We fit a multiple logistic regression model (21) to determine whether pre-test probability could be combined with NT-proBNP and other covariates to predict AHF. Because of the very long right tails in the NT-proBNP distributions, we used the common logarithm of NT-proBNP values in the regression model, which “pulled” the extreme values closer to the rest of the data. Incorporation into a post-test model for AHF was performed by expressing the regression model on the probability scale by the inverse logit transformation. The concordance index or cstatistic (equivalent to the area under an ROC curve) was calculated as a measure of discrimination and the bootstrap method was used to validate the model for overfitting (R Language 2.5.0, Design Package Version 2.0-12, R Foundation for Statistical Computing, Vienna, Austria).
The calibrated model was examined on an external data set from the prospective American PRIDE (N-Terminal Pro-BNP Investigation of Dyspnea in the Emergency Department) trial of 573 undifferentiated dyspneic ED patients (6). The inclusion/exclusion enrollment criteria and methodology were similar to our IMPROVE-CHF (Improved Management of Patients With Congestive Heart Failure) study. These patients were compared with the IMPROVE-CHF cohort by the use of the ttest for age and the Wilcoxon rank sum test for pre-test probability and NT-proBNP variables. All p values were 2-sided, with values <0.05 considered significant. The percentage of PRIDE patients appropriately redirected was determined as was analysis of model improvement.
Our analysis of model improvement used the net reclassification improvement (NRI) and the integrated discrimination improvement (IDI) as developed by Pencina et al. (22). For a model to improve diagnostic accuracy, patients with the condition (AHF) should be reclassified to a greater risk group whereas those without the outcome (no AHF) should be reclassified to a lower risk group. These improvements need to be adjusted for the respective reclassification errors (e.g., a patient with the condition is reclassified to a lower-risk group). This is what the NRI measures but is dependent on the choice of risk group categories. The IDI is not dependent on risk groups; it can be interpreted as “the difference between improvement in average sensitivity and any potential increase in average ‘one minus specificity'” (22).

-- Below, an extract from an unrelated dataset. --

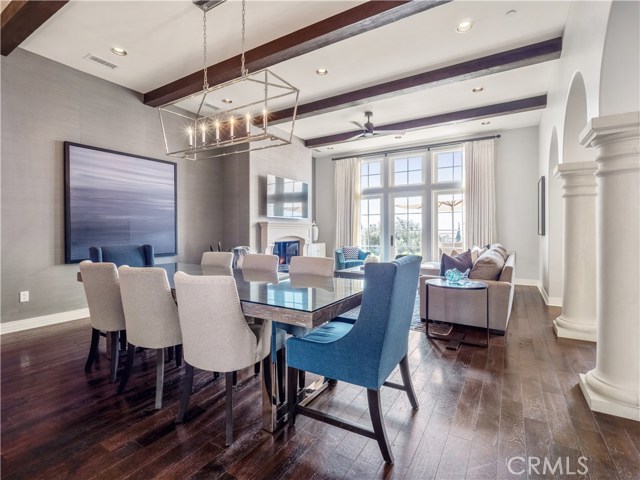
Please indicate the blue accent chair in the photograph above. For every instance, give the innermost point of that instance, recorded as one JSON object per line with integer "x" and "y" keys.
{"x": 131, "y": 255}
{"x": 363, "y": 353}
{"x": 342, "y": 263}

Five hundred thirty-four patients were enrolled, and 34 patients were excluded because of protocol violation or not fulfilling inclusion/exclusion criteria. Of the 500 patients remaining, 17 data forms for pre-test probability were incomplete, resulting in 483 patient data analyzed. The average age was 70 years, with no significant difference in sex; further baseline characteristics and demographics are fully described elsewhere (8).
Adjudication for AHF resulted in discordance for diagnosis in 10 cases of 483; all 10 cases were ultimately agreed upon. The prevalence of adjudicated AHF in the 3 pre-test probability groups is shown in Table 1.The largest group was the intermediate clinical probability group with 38% of total patients (184 of 483) and an adjudicated AHF prevalence of 43%. The overall study prevalence for adjudicated AHF was 46%.

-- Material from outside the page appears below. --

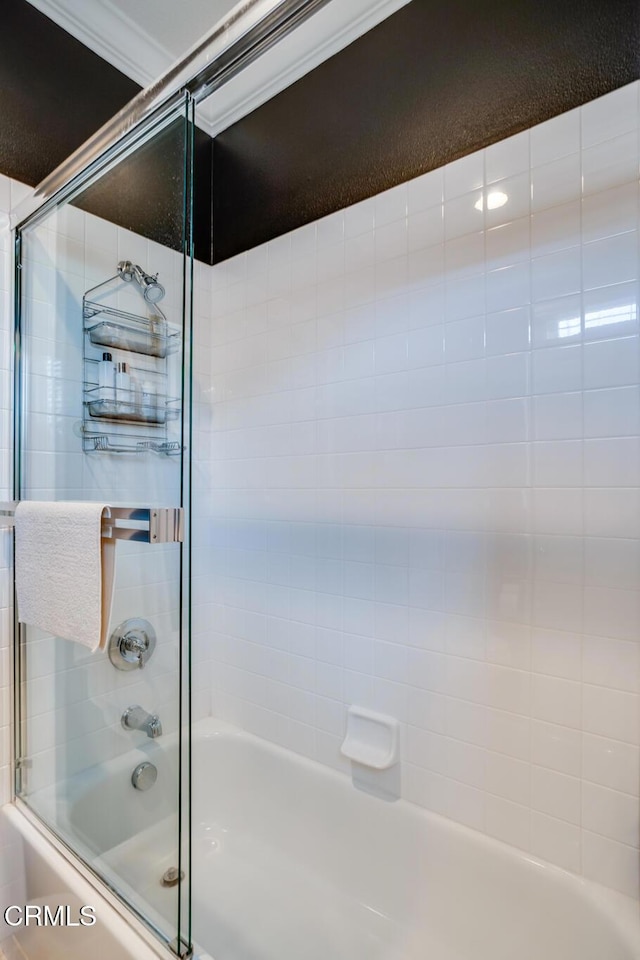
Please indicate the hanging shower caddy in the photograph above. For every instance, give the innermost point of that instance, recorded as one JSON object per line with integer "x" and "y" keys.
{"x": 134, "y": 417}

Distribution of NT-proBNP values within each pre-test group (Fig. 1)showed a trend toward lower values in the adjudicated no AHF subgroup compared with the AHF one but with significant overlap between the 2; this relationship continued between all 3 pre-test groups. Overall median NT-proBNP values for “no AHF” and “AHF” patients were 320 and 3,820 pg/ml, respectively. The values were skewed with overlap between the 2 groups. Use of the logarithm of the value, as expected, brought considerably more symmetry to the distribution.
Table 2and Figure 2depict the LRs and post-test probabilities by the use of standard threshold cut points and multiple cut points for ruling in/out AHF. The LR for the lowest NT-proBNP range of <300 pg/ml had a value of 0.11 with narrow confidence intervals (CIs). The LRs for the other 2 ranges of 300 to 899 pg/ml and ≥900 pg/ml were 0.34 (95% CI: 0.19 to 0.60) and 2.75 (95% CI: 2.29 to 3.30), respectively. Analyzing NT-proBNP values by expanding the number of intervals ≥900 pg/ml from 1 to 3 allowed much more information to become available—the LRs for AHF with NT-proBNP ranged from 0.11 (95% CI: 0.06 to 0.19) for values <300 pg/ml to 12.80 pg/ml (95% CI: 5.21 to 31.45) for values ≥8,100 pg/ml; for intermediary ranges of 300 to 899 pg/ml, 900 to 2,699 pg/ml, and 2,700 to 8,099 pg/ml LR values remained modest. Only the ≥8,100 range had an acceptable LR (12.80) for diagnosing AHF (23).

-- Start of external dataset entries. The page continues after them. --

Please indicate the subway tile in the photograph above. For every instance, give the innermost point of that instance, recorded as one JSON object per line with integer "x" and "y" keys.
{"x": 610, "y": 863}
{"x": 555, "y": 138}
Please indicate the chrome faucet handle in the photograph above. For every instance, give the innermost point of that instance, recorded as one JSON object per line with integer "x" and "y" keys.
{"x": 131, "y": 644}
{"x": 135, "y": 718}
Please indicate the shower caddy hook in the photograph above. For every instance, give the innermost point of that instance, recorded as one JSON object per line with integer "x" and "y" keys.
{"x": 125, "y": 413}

When patient age, pre-test probability of AHF, and log(NT-proBNP) were used, the logistic regression fit yielded a model for estimating the probability that a patient had AHF (Online Appendix). This model had a concordance index of 0.905, which indicated excellent discrimination. Bootstrap validation indicated negligible overfitting, and the model was well calibrated internally. External validation on 573 cases confirmed excellent discrimination (c= 0.97) but did show some unreliability. Specifically the model tended to underestimate the true probability of AHF in the external data despite applying linear logistic calibration for prediction. We have used the uncalibrated model for simplicity.
Of 600 patients previously reported in the PRIDE study from Boston, 573 had complete data analyzed for this study. When compared with the IMPROVE-CHF study, age, pre-test probability, and NT-proBNP values were all found to be significantly different (Table 3)(p < 0.001). Most of the reclassification improvement occurred in the intermediate-probability category, as shown in Table 4.When applied to the pre-test low-probability risk group of 343 patients where the clinician was quite sure the diagnosis was not AHF, the model confirmed what the clinician already suspected in 276 of 282 patients but inappropriately redirected several patients to the intermediate probability category (30 of 58 patients), with few appropriately to high probability (3 of 3 patients). When the model was applied to the pre-test high-probability risk group of 91 patients where the clinician was quite sure the diagnosis was AHF, the same trend occurred. With most pre-test high-probability patients, the model verified what the clinician already thought (72 of 73 patients) but inappropriately redirected most of the remaining patients to the intermediate-probability category (14 of 18 patients).
When applied to the pre-test intermediate probability risk group where the clinician was most in need of diagnostic help, the model redirected the clinician to either low or high probability with an extremely high rate of appropriateness; in fact 44% (95% CI: 40% to 49%) of the initial pre-test intermediate probability patients (37 + 24 of 139) would be appropriately reclassified to either the low or high probability risk group and only 1 patient inappropriately reclassified. The model was an improvement to clinical judgment alone as measured by NRI and IDI (22). The NRI was 0.23 (p < 0.001), and the IDI was 0.11 (p < 0.001), which are both considered large degrees of improvement.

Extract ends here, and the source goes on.